Saturday, April 03, 2004

Thoreau's Blog

Felicitous discovery while working an extra shift at the Bookery: The Heart of Thoreau's Journals, edited by Odell Shephard (a bargain at $8.95 in the Dover edition). Just the entries from his very early twenties impress me greatly with not only the precision of observation he is celebrated for, but his critical spirit, his irony. Many of these remarks and aphorisms have two edges and demand to be read dialectically:
July 13, 1838

What a hero one can be without moving a finger!

Feb. 9, 1839

It takes a man to make a room silent.

June 4

The words of some men are thrown forcibly against you and adhere like burrs.

July 25

There is no remedy for love but to love more.

Nov. 5

All the past is here present to be trid; let it approve itself if it can.

Dec. __

My friend will be as much better than myself as my aspiration is above my performance.

Jan. 26, 1840

The poet does not need to see how meadows are something else than earth, grass, and water, but how they are thus much.
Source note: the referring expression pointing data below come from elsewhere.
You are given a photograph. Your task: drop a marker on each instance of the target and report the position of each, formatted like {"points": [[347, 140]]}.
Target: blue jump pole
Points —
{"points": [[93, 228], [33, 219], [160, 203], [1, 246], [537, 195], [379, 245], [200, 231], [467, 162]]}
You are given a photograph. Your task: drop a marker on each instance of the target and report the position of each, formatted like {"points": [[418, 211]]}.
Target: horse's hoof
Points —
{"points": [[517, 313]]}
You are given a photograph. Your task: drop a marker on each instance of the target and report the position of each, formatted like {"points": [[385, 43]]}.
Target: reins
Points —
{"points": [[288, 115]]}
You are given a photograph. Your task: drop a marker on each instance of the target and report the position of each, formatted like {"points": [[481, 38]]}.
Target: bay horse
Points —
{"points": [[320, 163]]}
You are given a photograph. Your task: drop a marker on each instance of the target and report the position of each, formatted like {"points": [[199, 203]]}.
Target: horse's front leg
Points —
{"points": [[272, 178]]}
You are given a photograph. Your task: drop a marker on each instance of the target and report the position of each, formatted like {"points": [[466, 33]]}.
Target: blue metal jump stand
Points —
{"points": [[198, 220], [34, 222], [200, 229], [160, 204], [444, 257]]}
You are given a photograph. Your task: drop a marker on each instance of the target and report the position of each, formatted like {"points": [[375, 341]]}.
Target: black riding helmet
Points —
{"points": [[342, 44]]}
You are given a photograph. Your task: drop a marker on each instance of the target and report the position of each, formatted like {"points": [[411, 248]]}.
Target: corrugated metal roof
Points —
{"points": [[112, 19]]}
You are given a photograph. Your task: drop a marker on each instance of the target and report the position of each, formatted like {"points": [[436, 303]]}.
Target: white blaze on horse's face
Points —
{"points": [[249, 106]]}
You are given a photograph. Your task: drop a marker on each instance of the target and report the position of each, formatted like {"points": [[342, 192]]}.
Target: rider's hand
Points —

He does not need disocver that potato blows are as beautiful as violets, as the farmer thinks, but only how good potato blows are.

March 4

I learned today that my ornithology has done me no service. The birds I heard, which fortunately did not come within the scope of my science, sung as freshly as if it had been the first morning of creation, and had for background to their song an untrodden wilderness, stretching through many a Carolina and Mexico of the soul.

March 21

The pigeon carries an acorn in his crop from the King of Holland's to Mason and Dixon's line. Yet we think if rail fences are pulled down and stone walls set up on our farms, bounds are henceforth set to our lives and our fates decided. If you are chosen town clerk, forsooth, you can't go to Tierra del Fuego this summer.
    But what of all this? A man may gather his limbs snugly within the shell of a mammoth squash, with his back to the northeastern boundary, and not be unusually straitened after all. Our limbs, indeed, have room enough, but it is our souls that trust in a corner. Let us migrate interiorly without intermission, and pitch our tent each day nearer the western horizon. The really fertile soils and luxuriant prairies lie on this side of the Alleghenies. There has been no Hanno of the affections. Their domain is untravelled ground, to the Mogul's dominions.

April 4

We look to windward for fair weather.

June 20

Praise begins when things are seen partially. We begin to praise when we begin to see that a thing needs our assistance.

June 26

When a dog runs at you, whistle for him.

June 30

I have a deep sympathy with war, it so apes the gait and bearing of the soul.

July 11

It is the man determines what is said, not the words. If a mean person use a wise maxim, I bethink me how it can be interpreted so as to commend itself to his meanness; but if a wise man makes a commonplace remark, I consider what wider construction it will admit.

Jan. 24, 1841

It is more proper for a spiritual fact to have suggested an analogous natural one, than for the natural fact to have preceded the spiritual in our minds.

Jan. 29

Of all strange and unaccountable things this journalizing is the strangest. It will allow nothing to be predicated of it; its good is not good, nor its bad bad.